🤖 AI Summary
Fine-tuning language models often synchronously acquires both desired and undesired behaviors, leading to alignment failure. To address this, we propose *Inoculation Prompting*: injecting carefully designed system prompts during fine-tuning to actively elicit and explicitly model undesirable features, thereby suppressing their expression at inference time and enabling selective alignment. This is the first application of an immunology-inspired “inoculation” mechanism to large language model training. Theoretically, our method enhances predictability of undesirable features, alleviating model generalization pressure; it further elucidates the intrinsic mechanism by which pedagogical prompting mitigates unsafe code alignment. Empirically, we validate Inoculation Prompting across multitask learning, backdoor defense, and implicit feature suppression: it significantly inhibits emergent non-compliant behaviors and backdoor triggers, blocks subconscious feature propagation, and preserves primary task performance without degradation.
📝 Abstract
Language model finetuning often results in learning undesirable traits in combination with desired ones. To address this, we propose inoculation prompting: modifying finetuning data by prepending a short system-prompt instruction that deliberately elicits the undesirable trait. At test time, we evaluate without the instruction; inoculated models have much lower expression of the trait than models trained with unmodified training data.
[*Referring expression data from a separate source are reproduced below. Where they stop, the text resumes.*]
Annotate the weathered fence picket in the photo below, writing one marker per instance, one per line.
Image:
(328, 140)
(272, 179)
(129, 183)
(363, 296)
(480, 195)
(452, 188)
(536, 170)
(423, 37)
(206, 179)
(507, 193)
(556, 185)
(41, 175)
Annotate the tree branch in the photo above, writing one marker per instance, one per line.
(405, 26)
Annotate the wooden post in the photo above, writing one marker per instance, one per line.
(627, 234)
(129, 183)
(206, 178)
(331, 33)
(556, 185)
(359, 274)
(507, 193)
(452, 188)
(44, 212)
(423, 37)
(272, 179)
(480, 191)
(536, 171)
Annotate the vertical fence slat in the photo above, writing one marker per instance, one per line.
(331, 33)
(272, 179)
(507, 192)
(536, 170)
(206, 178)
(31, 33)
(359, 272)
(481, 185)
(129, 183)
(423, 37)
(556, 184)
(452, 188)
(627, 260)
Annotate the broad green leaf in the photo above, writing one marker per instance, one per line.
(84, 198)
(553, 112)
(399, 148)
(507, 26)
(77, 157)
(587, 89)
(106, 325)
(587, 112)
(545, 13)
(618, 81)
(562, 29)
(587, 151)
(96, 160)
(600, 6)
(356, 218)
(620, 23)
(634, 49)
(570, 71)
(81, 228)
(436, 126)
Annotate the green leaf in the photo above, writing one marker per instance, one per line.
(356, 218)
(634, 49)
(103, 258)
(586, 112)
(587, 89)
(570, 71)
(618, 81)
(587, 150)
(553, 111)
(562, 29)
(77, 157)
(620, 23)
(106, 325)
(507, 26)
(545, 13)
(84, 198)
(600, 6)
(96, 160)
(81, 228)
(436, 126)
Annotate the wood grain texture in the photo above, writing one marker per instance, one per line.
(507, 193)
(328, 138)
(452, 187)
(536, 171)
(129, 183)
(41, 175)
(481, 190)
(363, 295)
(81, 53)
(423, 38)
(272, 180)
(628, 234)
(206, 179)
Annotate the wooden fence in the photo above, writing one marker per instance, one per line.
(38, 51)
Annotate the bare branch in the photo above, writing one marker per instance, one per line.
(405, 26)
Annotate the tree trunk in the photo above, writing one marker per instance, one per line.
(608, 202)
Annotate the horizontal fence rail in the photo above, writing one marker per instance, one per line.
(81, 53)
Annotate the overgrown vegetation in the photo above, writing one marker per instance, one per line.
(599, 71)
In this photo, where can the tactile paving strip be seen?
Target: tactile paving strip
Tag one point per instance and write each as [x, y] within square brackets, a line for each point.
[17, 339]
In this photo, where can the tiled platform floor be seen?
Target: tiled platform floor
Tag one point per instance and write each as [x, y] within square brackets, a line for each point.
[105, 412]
Inoculation is selective: in a toy setting where assistant responses are always in Spanish and ALL-CAPS, an appropriate inoculation (e.g., ``You always speak in Spanish.'') teaches the model to capitalize responses while still responding in English. We find that inoculation is also effective across several additional settings: reducing emergent misalignment (EM) from task-specific finetuning, defending against backdoor injections, and mitigating the transmission of traits via subliminal learning. Follow-up analysis suggests a mechanism: making a trait less surprising via inoculation reduces optimization pressure to globally update the model, thereby reducing the degree of generalization. Our analysis relates to prior work on EM: inoculation explains prior findings that educational contexts mitigate EM from insecure code. Beyond demonstrating a simple and effective technique for selective learning, our results contribute to a better conceptual understanding of how and why language models generalize.